Assuming they are reliable. the usual 1.1V reference an AVR is +/-0.1V!
The ATMEGA series has notoriously bad analog parts. The "10 bit" ADC is barely worth 8 bits, and that's if you believe the datasheet.
I've also heard that the POR function fails at slow supply startup (dV/dt). How do you screw that up?
The XMEGA series is much improved, having more, and more powerful, peripherals. The ADC is 12 bits, and actually worth most of them. It's 10 times faster. The analog comparator is >100 times faster. There are more references, that are actually fairly stable (though still nowhere near even the humble TL431).
Alas, XMEGA is more expensive than ATMEGA, which is overpriced already. If they could cut their production costs they could bring them to compete with PICs. I suppose it will be interesting to see how Microchip decides to play them out, if they'll leave them as they are and "let the market decide", or shift market share to optimize sales figures, or discontinue one or more outright (which is really just saying the same thing).
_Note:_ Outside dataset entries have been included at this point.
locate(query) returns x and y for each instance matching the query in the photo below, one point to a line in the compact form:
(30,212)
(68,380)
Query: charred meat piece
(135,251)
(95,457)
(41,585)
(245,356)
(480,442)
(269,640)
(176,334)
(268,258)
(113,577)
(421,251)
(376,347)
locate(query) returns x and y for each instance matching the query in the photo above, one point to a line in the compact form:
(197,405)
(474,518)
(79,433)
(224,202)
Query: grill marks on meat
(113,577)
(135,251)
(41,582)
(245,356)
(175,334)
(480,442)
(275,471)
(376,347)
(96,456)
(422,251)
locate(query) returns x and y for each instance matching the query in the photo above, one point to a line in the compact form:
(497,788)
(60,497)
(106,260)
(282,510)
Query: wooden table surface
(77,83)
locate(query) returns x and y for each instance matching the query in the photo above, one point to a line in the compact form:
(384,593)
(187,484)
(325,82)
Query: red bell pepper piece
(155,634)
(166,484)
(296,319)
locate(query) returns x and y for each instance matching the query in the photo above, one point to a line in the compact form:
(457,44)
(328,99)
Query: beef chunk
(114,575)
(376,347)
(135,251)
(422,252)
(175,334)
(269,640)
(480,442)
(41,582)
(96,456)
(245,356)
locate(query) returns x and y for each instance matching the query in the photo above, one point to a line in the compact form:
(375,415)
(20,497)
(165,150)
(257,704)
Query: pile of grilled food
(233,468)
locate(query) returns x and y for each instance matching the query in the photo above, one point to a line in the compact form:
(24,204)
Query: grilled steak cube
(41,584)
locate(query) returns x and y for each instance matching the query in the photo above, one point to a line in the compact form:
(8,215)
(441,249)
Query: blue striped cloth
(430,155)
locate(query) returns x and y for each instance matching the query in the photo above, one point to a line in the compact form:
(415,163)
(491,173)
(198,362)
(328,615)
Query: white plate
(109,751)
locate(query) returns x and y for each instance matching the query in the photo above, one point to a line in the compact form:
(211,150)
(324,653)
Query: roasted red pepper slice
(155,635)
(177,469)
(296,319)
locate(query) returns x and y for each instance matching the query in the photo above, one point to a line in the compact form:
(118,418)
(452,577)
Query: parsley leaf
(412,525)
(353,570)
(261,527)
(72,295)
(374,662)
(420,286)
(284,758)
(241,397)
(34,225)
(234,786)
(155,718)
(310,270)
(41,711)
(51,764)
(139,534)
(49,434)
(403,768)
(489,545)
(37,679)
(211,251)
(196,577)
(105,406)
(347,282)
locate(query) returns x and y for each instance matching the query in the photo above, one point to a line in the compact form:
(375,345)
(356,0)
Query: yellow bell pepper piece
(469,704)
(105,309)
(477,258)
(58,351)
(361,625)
I don't get the feeling that any similar PIC can compete in terms of power and ease of use -- given I'm not deeply familiar with the PIC family. I know they go up in bits, but now you're talking a different segment, and they still suck: few registers, quirky instruction sets, huge errata sheets. And then there's the PIC24 abominations, and then PIC32 which is MIPS and therefore should compete with ARM and such instead (though I don't know if they have any that are nearly as powerful as Cortex >M0s). So, it seems like AVR is a value to them, to fill in that hole between crappy 8-bitters and nice 32-bitters.